1セット目はオープニングからピアノの木村さんのオリジナル曲が続く。1曲目はモンクっぽいユニークな曲だ。 かなり好みである(曲がね)。明らかにいつものバグの雰囲気とは違っておりお客さんも展開を固唾を飲んで見守っていた。 今夜のバグ、いつもと違うところがもうひとつあった。なんと司会進行役がいたのだ。その怪しいおじさんは、トリオの マネージャーさんだった。演奏はオリジナル主体で進んでいったが、北川さんはバグのレギュラー陣にはいない(?)タイプ だったので新鮮だった。僕はテクニックのことはわからないが、いつも見るのとは「何か違う」ことをやっていたような気が する。例えば、途中「シャンソントリステ」というクラシック畑の人が書いた曲を演奏したが、この曲は全編弓引きだった。 僕はこの曲にジョンルイスの「ジャンゴ」のイメージが重なってしまい、妙に気持ちよく聴けてしまった。 もちろん、フリーダムジャズダンス、ソーホワットなどの「有名どころ」も披露。ソーホワットでは、ドラムスの盛田くんが 長めのソロを取り、大いに盛り上がった。

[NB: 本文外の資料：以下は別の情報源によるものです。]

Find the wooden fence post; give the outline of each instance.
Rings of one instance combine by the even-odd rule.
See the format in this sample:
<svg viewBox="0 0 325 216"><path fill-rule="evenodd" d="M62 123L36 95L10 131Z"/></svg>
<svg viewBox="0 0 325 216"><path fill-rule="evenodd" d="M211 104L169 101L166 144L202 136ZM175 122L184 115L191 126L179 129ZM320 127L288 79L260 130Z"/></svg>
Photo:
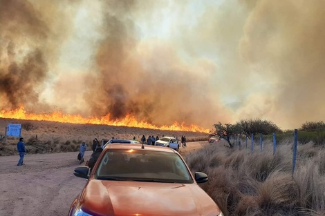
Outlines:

さて、いよいよ2セット目。いきなりサンサーンスの曲から始る。「カッコー」である。 カッコーの鳴き声をベースでやるわけだが、カウンター席のお客様からそれにあわせて「カッコー!」の掛け声がかかる。 いつもと違うなりにみんな楽しんでいる様子だ。さらにテレビCMのヨーヨーマの演奏で一躍有名になったピアソラの「リベルタンゴ」。 まさかバグでこの曲が聴けるとは思わなかった。その後は、多彩なゲスト陣(?)と北川さんの競演となる。 ドラムスは「プリンス猿渡」、ピアノは「かんぺいさん」、レギュラーメンバーにバグのお客さんからも大きな拍手が飛ぶ。 そしてもう一人、お客さんだとばかり思っていた人が立ち上がりギターとアンプの準備を始めた。 「おっと、大好きなギターが聴ける、ラッキー!」と思い、曲を待つ。(ワクワク、ソワソワ) まずは「There Is No Greater Love」、バグではおなじみのスタンダードだ。マスターの4ビートも冴え渡る。 驚くべきは、客席から飛び入り参加のギタリストが、滅法いい感じのギターを響かせている、音質もバランスいい、フレーズもいい、 見た目も渋い。「なにこの人、すごいじゃない!」とママもビックリ。知らないということは恐ろしい。この方は偶然岐阜に遊びに 来ていた「原信夫と#&♭」のギタリスト、岩見淳三さんだった。これは打ち上げの時にわかったことだが・・・・。 こういうことがあるのでバグ通いはやめられない。

ゲスト陣

岩見淳三(g)

和歌山生まれ。法政大学ジャズ研のご出身で、現在は「原信夫と#&♭」のギタリスト。 奥様の弥生さんもジャズボーカリストで、お二人あるいはコンボでも活動しているとのこと。 来年の4月には岐阜で演ってくれると語っていたので楽しみである。